Impossible de résumer ce recueil de 17 nouvelles assez différentes, encore que presque toutes teintées de fantastique et d'absurde. Même les noms de lieux sont inventés et parodiques, comme Brasculet-les-Oublies en Loire et Garonne, Value-les-Clouds, Terrats-les-Flots ou Gabiaule-les-Ponts. Il y a des spirites, mais aussi des chefs de bureau comme celui du «Ministère de la consignation internationale et des voies d'accès» et des professions nouvelles comme il sied au fantastique: orienteur de rêves, peintre de l'âme plutôt que du corps, restaurateur de mémoire ou essayeur d'humeur nouvelle en laboratoires, mais il y a aussi des professions plus classiques comme celle de ce croque-mort "dont la fortune et l'embonpoint étaient fonction des cercueils qu'il avait vendus". Il y a aussi au Moyen-Âge un bandit qui est soumis au "jugement de Dieu" et qui, plongé dans l'huile bouillante ne ressent rien et en sort indemne.

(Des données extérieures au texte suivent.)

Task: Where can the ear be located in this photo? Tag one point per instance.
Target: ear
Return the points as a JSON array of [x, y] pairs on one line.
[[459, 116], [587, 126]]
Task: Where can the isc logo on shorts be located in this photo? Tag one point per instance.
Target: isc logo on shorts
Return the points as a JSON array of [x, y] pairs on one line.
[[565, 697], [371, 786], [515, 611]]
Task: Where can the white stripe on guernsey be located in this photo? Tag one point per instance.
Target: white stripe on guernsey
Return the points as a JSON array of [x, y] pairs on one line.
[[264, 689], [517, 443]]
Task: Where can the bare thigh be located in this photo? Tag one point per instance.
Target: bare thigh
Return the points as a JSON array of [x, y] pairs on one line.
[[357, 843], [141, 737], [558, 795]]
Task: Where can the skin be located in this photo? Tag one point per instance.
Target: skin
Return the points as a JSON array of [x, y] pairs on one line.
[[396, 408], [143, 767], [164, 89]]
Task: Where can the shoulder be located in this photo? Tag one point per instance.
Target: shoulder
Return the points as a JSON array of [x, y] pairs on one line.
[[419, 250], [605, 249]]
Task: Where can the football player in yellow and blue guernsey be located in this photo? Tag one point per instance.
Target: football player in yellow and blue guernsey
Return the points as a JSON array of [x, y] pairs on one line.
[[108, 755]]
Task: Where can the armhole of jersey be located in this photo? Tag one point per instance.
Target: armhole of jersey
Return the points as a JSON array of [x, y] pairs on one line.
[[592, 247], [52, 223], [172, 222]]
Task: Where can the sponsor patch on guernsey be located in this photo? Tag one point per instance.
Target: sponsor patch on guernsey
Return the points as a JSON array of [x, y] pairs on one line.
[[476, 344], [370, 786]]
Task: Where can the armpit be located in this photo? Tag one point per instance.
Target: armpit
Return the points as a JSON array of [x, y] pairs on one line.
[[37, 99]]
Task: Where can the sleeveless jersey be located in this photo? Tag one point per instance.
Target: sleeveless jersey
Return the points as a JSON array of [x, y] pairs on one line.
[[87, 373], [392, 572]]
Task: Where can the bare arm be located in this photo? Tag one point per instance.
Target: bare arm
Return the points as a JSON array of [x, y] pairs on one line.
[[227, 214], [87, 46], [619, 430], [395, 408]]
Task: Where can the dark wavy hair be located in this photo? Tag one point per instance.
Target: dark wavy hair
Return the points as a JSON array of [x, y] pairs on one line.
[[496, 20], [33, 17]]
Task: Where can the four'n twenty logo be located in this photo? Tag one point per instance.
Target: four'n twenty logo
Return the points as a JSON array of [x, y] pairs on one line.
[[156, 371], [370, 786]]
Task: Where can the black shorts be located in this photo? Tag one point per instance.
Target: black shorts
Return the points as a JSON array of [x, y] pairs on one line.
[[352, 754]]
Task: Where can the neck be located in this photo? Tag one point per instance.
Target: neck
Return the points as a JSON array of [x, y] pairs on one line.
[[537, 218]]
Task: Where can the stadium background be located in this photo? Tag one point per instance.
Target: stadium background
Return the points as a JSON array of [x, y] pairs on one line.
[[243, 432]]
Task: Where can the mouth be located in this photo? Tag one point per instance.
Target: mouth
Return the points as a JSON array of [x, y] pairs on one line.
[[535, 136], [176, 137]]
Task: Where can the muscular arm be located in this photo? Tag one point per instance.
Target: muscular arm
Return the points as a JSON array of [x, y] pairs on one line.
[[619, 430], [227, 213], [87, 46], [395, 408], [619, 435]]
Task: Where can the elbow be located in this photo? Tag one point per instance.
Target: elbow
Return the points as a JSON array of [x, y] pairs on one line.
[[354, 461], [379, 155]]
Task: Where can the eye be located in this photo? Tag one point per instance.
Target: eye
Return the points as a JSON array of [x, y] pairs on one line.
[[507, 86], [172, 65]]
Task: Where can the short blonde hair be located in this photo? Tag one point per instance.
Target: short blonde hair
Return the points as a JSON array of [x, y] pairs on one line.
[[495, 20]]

Munissez-vous d'un dictionnaire pour trouver le sens de drageoir, hypocras, languier, hanap, happelopin, et bien d'autres termes.
Henri Troyat a aussi l'imagination débordante pour trouver des expressions insolites.
«Ferdinand
Pastre (qui vient de mourir et est devenu fantôme) n'osait pas aborder un fantôme inconnu et lui demander les formalités à accomplir pour être pris en charge par les autorités compétentes» et apprend qu'il y a des fantômes très demandés par les spirites dans les tables tournantes et d'autres qui sont oubliés. Ainsi, «Napoléon et
Victor Hugo n'ont pas une soirée de libre... certaines de ces vedettes ont eu l'idée de se faire doubler parce qu'elles ne peuvent être partout en même temps».
Une « dame noire » descend depuis dix ans dans «un hôtel infâme, dont le personnel est poli comme trente-six chiens, dont la cuisine vous vitriole l'estomac et dont les clients ont l'air de crétins cliniques ou de bagnards». On saura pourquoi.
La langue est recherchée et bien tournée.